Les remèdes de nos voisins pour absorber moins de comprimés

Politique sociale | ZOOM | publié le : 01.11.2000 | Sabine Syfuss-Arnaud

Grosse consommatrice de pilules en tout genre, la France devrait s'inspirer de ses voisins moins goulus. Modération des prescriptions, promotion des génériques, conditionnement des boîtes au plus juste… les Pays-Bas, l'Allemagne, la Grande-Bretagne ou la Suisse ne manquent pas d'idées pour limiter leurs dépenses.

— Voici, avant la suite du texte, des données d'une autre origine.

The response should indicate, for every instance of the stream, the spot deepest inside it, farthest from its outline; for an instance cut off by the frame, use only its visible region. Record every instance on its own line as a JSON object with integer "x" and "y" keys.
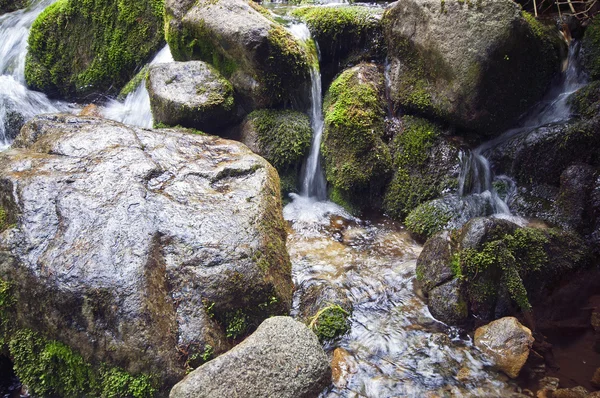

Haro sur les petites gélules ! Si les dépenses de santé continuent de déraper en France, les coupables sont tout désignés : ce sont les médicaments. Les remboursements ont bondi en effet de 6,3 % en 1999, pratiquement trois fois plus que prévu. Et la flambée s'est amplifiée cette année avec une hausse qui devrait se situer entre 6 et 7 %, alors que la loi de financement de la Sécurité sociale pour 2000 tablait sur une augmentation de… 2 %. Un dépassement qui devrait représenter la bagatelle de 4,5 milliards de francs, d'après les calculs de Jean-Jacques Bertrand, le président du Syndicat national de l'industrie pharmaceutique.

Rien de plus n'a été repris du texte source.